Puzder started his career as a pro-life, anti-labor attorney, and was installed in 2000 as the CEO of CKE Restaurant Holdings, the corporation behind Hardee’s and Carl’s Jr. When Roark swooped to buy CKE in 2013, it kept Puzder in place, a reflection of its “partnering with management” strategy.
As CEO, Puzder opposed the Affordable Care Act and minimum wage increases of any kind, and once spoke highly of the idea of employing robots, which “never take a vacation” or file “an age, sex, or racial discrimination case.” Puzder was right to be bitter. His fast-food chains were sued often.
In June, Carl’s Jr. settled for $1.4 million with 37 employees whom it neglected to pay minimum wage. A survey of CKE employees found 28 percent were forced to work off-the-clock, and 76 percent had worked sick due to understaffing. Another class-action suit alleges CKE prohibits franchisees from hiring employees who work at another CKE business, which effectively suppresses employee wages. (Shift supervisors at a Carl’s Jr. make about $25,000 a year.)

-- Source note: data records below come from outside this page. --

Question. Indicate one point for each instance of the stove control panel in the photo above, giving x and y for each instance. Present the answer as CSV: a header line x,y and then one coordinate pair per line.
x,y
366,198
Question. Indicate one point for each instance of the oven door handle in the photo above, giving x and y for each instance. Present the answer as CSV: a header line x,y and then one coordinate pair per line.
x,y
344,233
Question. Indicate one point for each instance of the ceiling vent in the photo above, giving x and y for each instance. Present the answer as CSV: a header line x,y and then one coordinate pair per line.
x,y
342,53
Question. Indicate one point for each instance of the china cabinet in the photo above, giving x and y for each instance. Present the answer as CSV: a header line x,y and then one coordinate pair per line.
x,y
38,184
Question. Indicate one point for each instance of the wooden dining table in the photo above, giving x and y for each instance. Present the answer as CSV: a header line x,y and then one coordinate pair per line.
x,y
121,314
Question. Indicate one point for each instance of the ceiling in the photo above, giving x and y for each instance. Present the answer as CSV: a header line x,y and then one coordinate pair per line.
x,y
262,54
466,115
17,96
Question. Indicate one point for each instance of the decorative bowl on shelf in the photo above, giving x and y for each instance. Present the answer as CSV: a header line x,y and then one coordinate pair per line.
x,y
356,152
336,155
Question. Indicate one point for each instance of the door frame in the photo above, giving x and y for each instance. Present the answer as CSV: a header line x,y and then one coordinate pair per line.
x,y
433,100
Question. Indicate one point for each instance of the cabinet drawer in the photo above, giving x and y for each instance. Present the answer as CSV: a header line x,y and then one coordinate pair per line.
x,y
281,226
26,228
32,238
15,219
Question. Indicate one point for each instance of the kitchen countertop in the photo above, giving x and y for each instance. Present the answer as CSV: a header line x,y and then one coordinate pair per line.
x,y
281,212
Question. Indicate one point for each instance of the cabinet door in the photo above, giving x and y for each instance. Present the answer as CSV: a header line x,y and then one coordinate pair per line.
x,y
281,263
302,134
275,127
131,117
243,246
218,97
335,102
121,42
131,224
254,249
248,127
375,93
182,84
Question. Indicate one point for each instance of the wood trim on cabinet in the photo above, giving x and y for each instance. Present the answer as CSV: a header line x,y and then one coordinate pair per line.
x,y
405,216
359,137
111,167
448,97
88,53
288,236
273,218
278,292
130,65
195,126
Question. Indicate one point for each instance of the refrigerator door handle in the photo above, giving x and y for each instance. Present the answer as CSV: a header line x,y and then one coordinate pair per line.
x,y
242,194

Jimmy John’s is currently embroiled in a class-action suit alleging it refused to pay assistant managers who worked overtime. Arby’s has settled similar suits, with a new class-action filed in Florida this year.
In 2015, Buffalo Wild Wings settled for $1.8 million with employees in Illinois and Michigan, who claimed the company was forcing tipped employees to do regular labor, like cleaning bathrooms, while receiving less than the minimum wage. This year, two employees in Ohio sued Buffalo Wild Wings for doing the same thing.
This is the beauty of the franchise model: Franchisees are free to “innovate” at their restaurants as they see fit. Often enough, they do it in ways that screw their employees.
The case of the Maine woodworkers should be instructive for employees at Roark’s Buffalo Wild Wings. When the bourbon honey mustard hits the fan, don’t come asking your new “parent company” for charity. Heed their harsh lessons and, as soon as you can afford it, consider moving out from under their roof.